ひとりで入るには大き過ぎる露天風呂を堪能したあと、楪が用意しておいてくれた、無地の藍色の浴衣に着替えた。
 長い廊下を一歩歩くたび、木がかすかに軋む音がする。
 こんなに立派で大きなお屋敷でも、木の匂いは優しくあたたかい。それに、この音。離れと同じ音に、どこか心がほっとした。
 歩きながら、開かれた襖の奥を覗き、楪の姿を探す。
 三室目くらいで、楪の姿が見えた。手招きされ、そばまで歩み寄りながら礼を言う。
「お風呂、ありがとうございました」
 すると楪は目をすっと細めて、睡蓮を見つめた。
「その浴衣、やっぱりあなたは椿なんですね」
「え?」
 睡蓮は首を傾げた。
 不思議そうにする睡蓮に、楪がくいっと顎を動かす。
 ――見ろってこと?
 睡蓮はじぶんの姿を見下ろした。
 浴衣を見て、小さく声を上げる。
 着付けたときはたしかに無地だったはずの浴衣には、どういうわけか美しい紅色椿の柄が咲いている。しかも、ひとつではなくいくつも。溢れるほどに咲く真っ赤な椿が美しい。
「どうして……」
 驚く睡蓮に、楪が説明する。
「それは、花嫁のためにあつらえられた一点物の浴衣なんですよ。妖力が込められているから、その浴衣は着る者を選ぶ……花嫁でない者が着れば、取り憑かれて命を落とすとまで言われています」
「そ、そうなんですか?」
 なんといういわく付きの浴衣。ぎょっとして浴衣を見下ろす睡蓮に、楪はふっと笑う。
「ま、迷信ですよ。ついでに言えば、花嫁を気に入れば、浴衣はどこまでも花嫁を美しく飾ってくれる。その浴衣は、睡蓮をとても気に入ったようですね。さすがです」
 とりあえず憑き殺されなくてよかった、と睡蓮は胸を撫で下ろしつつ、浴衣をそっと撫でる。
「気に入ってくれてありがとう」
 と、小さく呟く。
「それより、体調はどうですか?」
「あぁ、はい。お風呂に浸かったからか、ずいぶん楽になりました。さっきまで、ちょっと身体が重かったんですけど……」
 言いながら、睡蓮は両手を見下ろした。不思議と、手足のだるさは消えていた。心が落ち着いたのだろう。おそらく。

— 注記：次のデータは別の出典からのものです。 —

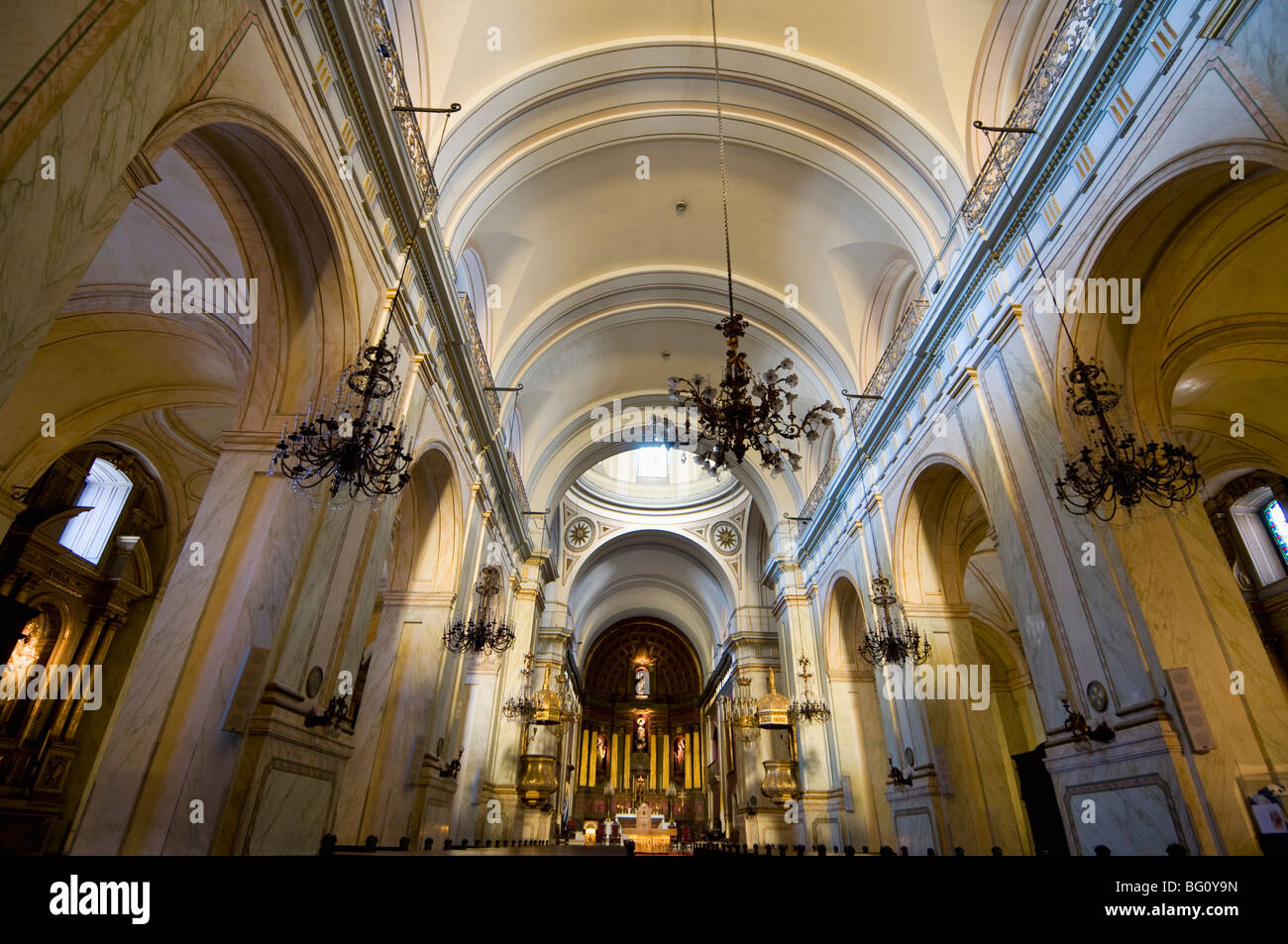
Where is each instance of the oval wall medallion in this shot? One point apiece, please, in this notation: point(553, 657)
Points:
point(1096, 695)
point(314, 682)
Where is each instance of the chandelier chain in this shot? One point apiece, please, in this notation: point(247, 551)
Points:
point(724, 178)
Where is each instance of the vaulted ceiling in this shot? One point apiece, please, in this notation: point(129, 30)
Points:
point(587, 123)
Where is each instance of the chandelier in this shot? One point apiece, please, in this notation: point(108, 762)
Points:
point(518, 707)
point(482, 633)
point(745, 411)
point(568, 699)
point(24, 655)
point(352, 446)
point(742, 711)
point(893, 640)
point(1116, 471)
point(806, 708)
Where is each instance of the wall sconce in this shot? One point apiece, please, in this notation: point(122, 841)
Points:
point(1077, 725)
point(897, 777)
point(336, 715)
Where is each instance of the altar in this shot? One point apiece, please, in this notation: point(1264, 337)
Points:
point(647, 831)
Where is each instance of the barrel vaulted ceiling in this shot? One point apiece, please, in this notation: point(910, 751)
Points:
point(848, 158)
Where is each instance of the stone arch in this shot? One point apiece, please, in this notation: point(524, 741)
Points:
point(428, 528)
point(1214, 327)
point(288, 227)
point(930, 562)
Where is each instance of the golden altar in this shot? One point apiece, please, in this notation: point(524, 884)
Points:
point(647, 831)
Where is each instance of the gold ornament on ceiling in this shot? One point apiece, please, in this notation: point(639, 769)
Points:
point(579, 533)
point(725, 537)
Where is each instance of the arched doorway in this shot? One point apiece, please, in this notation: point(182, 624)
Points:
point(411, 704)
point(975, 713)
point(642, 738)
point(857, 720)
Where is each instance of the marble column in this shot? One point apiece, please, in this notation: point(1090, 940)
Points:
point(222, 599)
point(482, 678)
point(93, 129)
point(377, 792)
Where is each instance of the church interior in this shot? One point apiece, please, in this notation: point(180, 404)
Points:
point(671, 428)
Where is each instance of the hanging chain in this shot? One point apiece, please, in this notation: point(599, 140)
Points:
point(724, 179)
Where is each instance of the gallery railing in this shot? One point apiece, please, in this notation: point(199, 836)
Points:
point(890, 360)
point(377, 22)
point(815, 494)
point(1068, 37)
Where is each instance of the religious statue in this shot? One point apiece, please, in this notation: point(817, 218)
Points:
point(600, 756)
point(642, 733)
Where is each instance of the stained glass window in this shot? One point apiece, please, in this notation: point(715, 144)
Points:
point(104, 492)
point(1278, 526)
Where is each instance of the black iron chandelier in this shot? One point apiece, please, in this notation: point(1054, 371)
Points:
point(482, 633)
point(745, 411)
point(742, 711)
point(352, 446)
point(1115, 471)
point(807, 708)
point(893, 640)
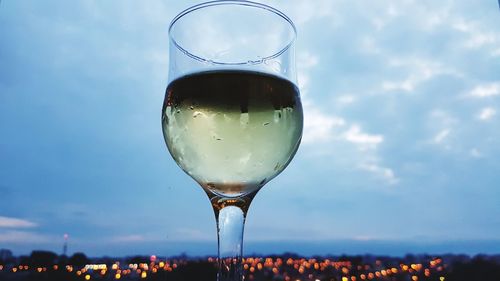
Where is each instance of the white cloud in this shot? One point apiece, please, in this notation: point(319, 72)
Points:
point(478, 37)
point(355, 135)
point(486, 113)
point(421, 70)
point(304, 11)
point(441, 136)
point(475, 153)
point(319, 127)
point(384, 173)
point(486, 90)
point(24, 237)
point(345, 100)
point(128, 238)
point(6, 222)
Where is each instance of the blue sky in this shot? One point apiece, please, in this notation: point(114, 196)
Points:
point(401, 140)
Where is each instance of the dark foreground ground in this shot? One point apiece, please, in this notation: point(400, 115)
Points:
point(47, 266)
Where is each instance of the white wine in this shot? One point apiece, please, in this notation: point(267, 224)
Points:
point(232, 131)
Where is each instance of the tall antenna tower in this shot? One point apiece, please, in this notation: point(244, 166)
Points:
point(65, 245)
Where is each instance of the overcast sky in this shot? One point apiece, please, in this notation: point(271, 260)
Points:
point(401, 139)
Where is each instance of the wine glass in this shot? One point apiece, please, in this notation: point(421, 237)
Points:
point(232, 116)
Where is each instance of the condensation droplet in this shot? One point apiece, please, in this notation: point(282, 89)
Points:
point(277, 167)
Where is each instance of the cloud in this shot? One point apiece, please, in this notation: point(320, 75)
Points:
point(15, 236)
point(6, 222)
point(384, 173)
point(421, 70)
point(486, 90)
point(441, 136)
point(475, 153)
point(319, 127)
point(486, 113)
point(478, 37)
point(355, 135)
point(128, 238)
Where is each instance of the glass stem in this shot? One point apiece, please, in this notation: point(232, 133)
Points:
point(230, 225)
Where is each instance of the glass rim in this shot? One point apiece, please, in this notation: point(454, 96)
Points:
point(232, 2)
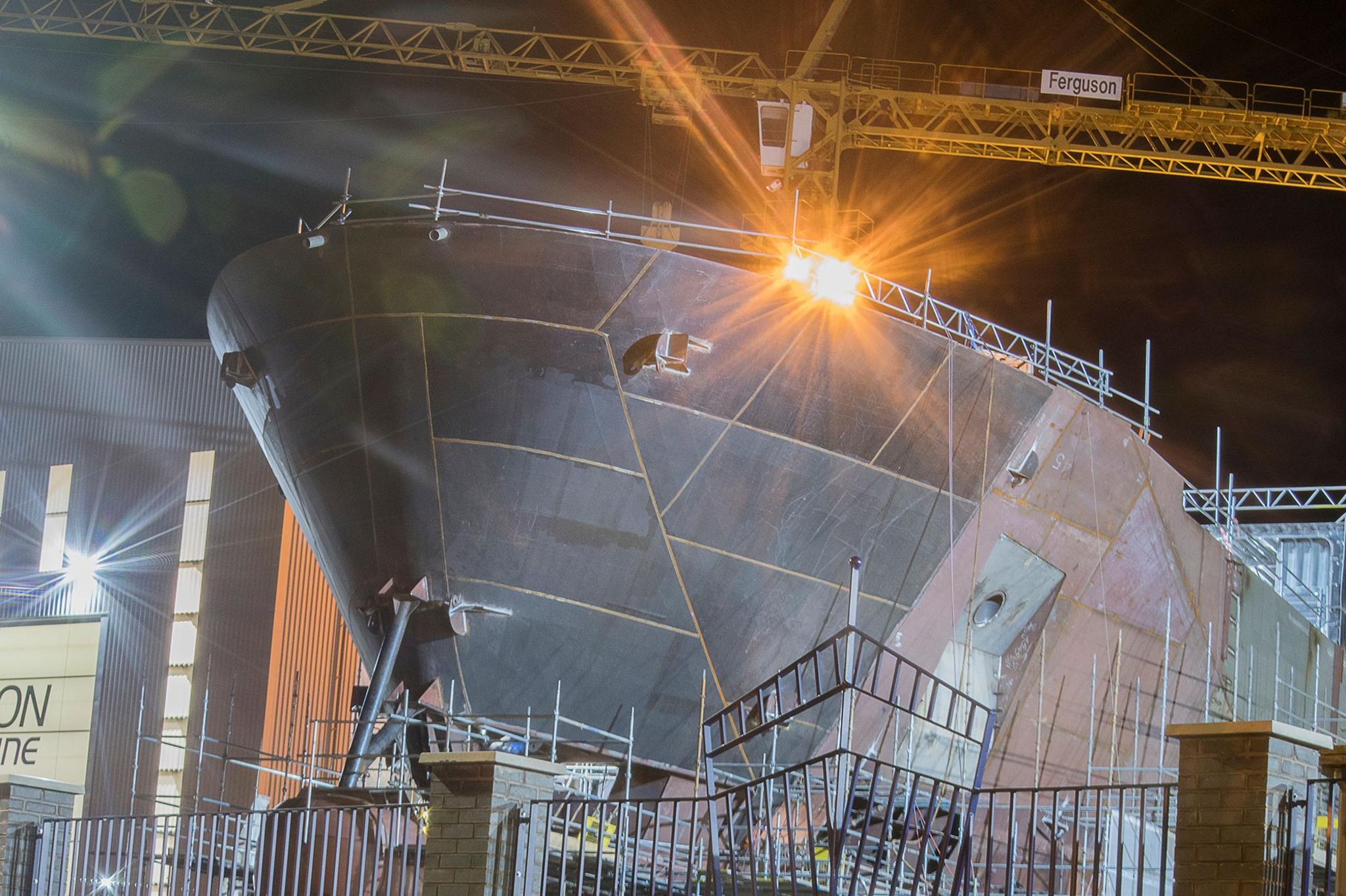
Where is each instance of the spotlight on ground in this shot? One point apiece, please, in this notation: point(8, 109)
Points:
point(825, 277)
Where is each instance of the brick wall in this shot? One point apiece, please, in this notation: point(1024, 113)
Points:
point(474, 806)
point(23, 803)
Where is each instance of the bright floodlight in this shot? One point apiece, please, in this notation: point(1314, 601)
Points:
point(835, 280)
point(828, 279)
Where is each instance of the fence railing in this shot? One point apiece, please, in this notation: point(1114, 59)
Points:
point(282, 852)
point(896, 833)
point(1315, 841)
point(1076, 840)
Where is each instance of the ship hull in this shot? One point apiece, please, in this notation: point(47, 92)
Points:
point(462, 412)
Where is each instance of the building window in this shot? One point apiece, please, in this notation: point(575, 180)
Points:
point(54, 521)
point(182, 648)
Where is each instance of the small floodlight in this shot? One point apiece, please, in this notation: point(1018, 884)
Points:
point(81, 573)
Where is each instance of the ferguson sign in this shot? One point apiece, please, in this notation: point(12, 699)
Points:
point(47, 677)
point(1079, 84)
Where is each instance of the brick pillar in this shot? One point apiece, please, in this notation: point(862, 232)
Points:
point(23, 803)
point(1232, 780)
point(474, 809)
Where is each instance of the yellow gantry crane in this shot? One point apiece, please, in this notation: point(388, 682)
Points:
point(1169, 123)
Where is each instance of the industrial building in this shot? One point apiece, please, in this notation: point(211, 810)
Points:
point(164, 631)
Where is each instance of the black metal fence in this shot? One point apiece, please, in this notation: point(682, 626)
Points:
point(335, 851)
point(1312, 855)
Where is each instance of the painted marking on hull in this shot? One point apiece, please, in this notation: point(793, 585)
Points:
point(539, 451)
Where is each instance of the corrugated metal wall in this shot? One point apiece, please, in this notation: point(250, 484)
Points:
point(313, 665)
point(127, 413)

「それはよかった。実は、あの風呂には身体を癒す効能があるんです」
「えっ」
 睡蓮は驚いて楪を見た。
 では、心が落ち着いたからというわけではなく、さっき入った風呂のおかげなのか。
「……もしかして、楪さんは私が疲れてると思って、わざわざ……?」
「えぇ、まあ。そもそもあなたの身体は、ただ疲れているわけではなく、結構危険な状態だったんですよ。妖狐に魂を抜かれてずいぶん弱っていたところ、さらにそこへ魂を戻したことで、より身体に大きな負荷がかかってしまっていましたから。ふつうのひとであれば、死んでいたかもしれません」
「えっ……そんなに?」
「はい。だからとにかく、あなたをこの風呂に入れたかったんです。……心配で」
「……しん、ぱい……」
「……いや、すみません。俺にそんなことを言う資格、ないですね」
 楪はどこか自信なさげに目を逸らし、言った。
 その視線の流れに深い後悔を感じ、睡蓮は唇を引き結ぶ。
 彼に、後悔をさせてしまっている。気にしなくていいと睡蓮が言ったところで、効果はないだろう。
 こんな顔をさせたいわけではなかったのに。
 睡蓮は楪の手を掴んだ。
「……あ、あの、楪さん。ありがとうございます。楪さんのおかげで私、すごく元気になりました、今」
 若干、声が上擦ってしまった。楪がきょとんとした顔で睡蓮を見る。
「え、今? なんで今……いや、まぁいいです。……それより睡蓮。ついて来てもらえますか?」
 そう言って、楪は睡蓮の手を取り直した。睡蓮は握られた手に僅かに身を強ばらせたものの、楪の柔らかなぬくもりにふっと力を抜く。
「……はい」
 おずおずとその手を握り返す睡蓮を見て、楪はふっと微笑むと、その手を引いて歩き出す。
 そうして楪が向かったのは、社の最上階だった。
 この社は、大きく分けると地下一階、地上六階建ての構造になっている。といっても、この城自体地上には存在していないが。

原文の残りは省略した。